葵が顔を歪める。天は初めて聞く葵の想いに胸が震えた。ずっと、こんな風に見ていてくれていたのかと、信じられなくて……それでも、嬉しくて。天の視線に気づいた葵は、ふっと笑った。たまに見せる色気のある笑み。天はそれにドキッとした。

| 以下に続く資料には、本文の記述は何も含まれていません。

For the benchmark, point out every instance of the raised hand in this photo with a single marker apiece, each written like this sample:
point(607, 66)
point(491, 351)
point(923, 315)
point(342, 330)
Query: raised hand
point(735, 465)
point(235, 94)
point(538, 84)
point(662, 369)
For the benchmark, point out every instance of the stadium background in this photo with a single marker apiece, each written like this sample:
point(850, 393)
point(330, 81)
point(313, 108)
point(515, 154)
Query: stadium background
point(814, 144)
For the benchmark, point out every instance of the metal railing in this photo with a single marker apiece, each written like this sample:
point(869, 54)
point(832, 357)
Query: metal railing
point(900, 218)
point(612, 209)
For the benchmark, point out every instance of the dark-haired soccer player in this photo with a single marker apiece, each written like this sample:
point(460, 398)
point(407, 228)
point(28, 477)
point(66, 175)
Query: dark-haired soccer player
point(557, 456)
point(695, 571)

「でも、もう遠慮なんてしません。赤音さん……好きです。ずっと、俺にはあなただけです。赤音さんが可愛くて仕方がないんです。俺のそばに、いてください」

 そう言って葵は天を抱きしめた。驚く天だったが、恐る恐る背に手を回して抱きしめ返す。背は低いのに自分とは違う広い背中。華奢ではなく、筋肉がしっかりついたその背中に男の子を感じた。そして体に響く心音も速い鼓動も、全部が愛おしいと天は思う。

「安岐くん……私もね、安岐くんが大好きだよ」

 そう言葉にするだけでドキドキした。でもちゃんと伝えたくて、ぎゅっと抱きしめる力を強くする。すると葵の腕に力がこもり強く抱きしめられた。

「……ほんまに?」

 小さく聞こえた葵の声は、関西弁。素で喋る時の、言葉遣いに天はキュンとなる。そんな天の様子がわかるのか、葵はそのまま話を続けた。

「ほんまに、好き?」

「……うん」

「じゃあ……証明してや」

 そう言って葵は体を離すと天の手を引きバランスを崩させ自分の胸に抱き寄せる。そのまま座ると身長差がなくなり、天を見下ろす葵。天は少し顔を上げるとその距離の近さと顔の近さにドキドキする。

「あ、安岐くん……?」

「俺はもう遠慮しないって言ったやろ?だから……」

 そう言うと葵の顔がどんどん近づいてきて、天は思わず目を瞑る。すると額同士がくっついた。その感触に恐る恐る目を開けると、そこには悪戯っぽく笑う葵の顔がある。